One issue central to ensuring the quality of early childhood education is something that does not garner as much attention as available pre-K slots or the rate at which providers are reimbursed for care: how much early childhood educators are paid .
In North Carolina, as in the rest of the country, early childhood educators face significant barriers to make ends meet. Nationwide, they earn just 39 cents for every dollar earned by workers in other occupations . This is compounded by the higher likelihood that early childhood educators do not have access to health care benefits or retirement plans. They are also more likely to live in poverty compared to similarly situated workers in other occupations. And North Carolina’s early childhood workers have seen their median wage decline in the recovery according to analysis presented in Education Week .
These maps from the Economic Policy Institute  show that in nearly all North Carolina counties more than half of early childhood educators in either preschool or child care settings cannot afford the local cost of living on their hourly wage. In Buncombe and Henderson County, more than 65 percent of early educators in child care settings cannot afford local costs on their earnings. In Brunswick County, more than 80 percent of early educators cannot afford local costs on their earnings.

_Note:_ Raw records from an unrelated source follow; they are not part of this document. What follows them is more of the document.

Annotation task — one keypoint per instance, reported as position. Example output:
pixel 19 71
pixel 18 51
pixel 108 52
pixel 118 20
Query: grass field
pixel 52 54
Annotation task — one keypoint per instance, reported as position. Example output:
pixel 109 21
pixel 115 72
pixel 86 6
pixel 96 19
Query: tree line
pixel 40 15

The failure of wages to keep up with costs of basic goods and services means that many workers will go without those basics or forced to close the gap by seeing support from family, charity, and public programs.
Early childhood programs also remain woefully out of reach for early childhood educators to send their own children based on analysis of median earnings. The U.S. Department of Health and Human Services’ official affordability threshold for child care costs is 10 percent or less of a family’s income. In North Carolina, infant care represents 47 percent of a child care worker’s wages and 38 percent of a preschool worker’s wages.
Early childhood educators’ wages are an important marker of how well North Carolina is doing in delivering high quality childcare and providing for the well-being of young children. Proposals that boost the wages of qualified early educators are critical as is making sure that the state’s early childhood educators, like all of our workers, can make ends meet through work.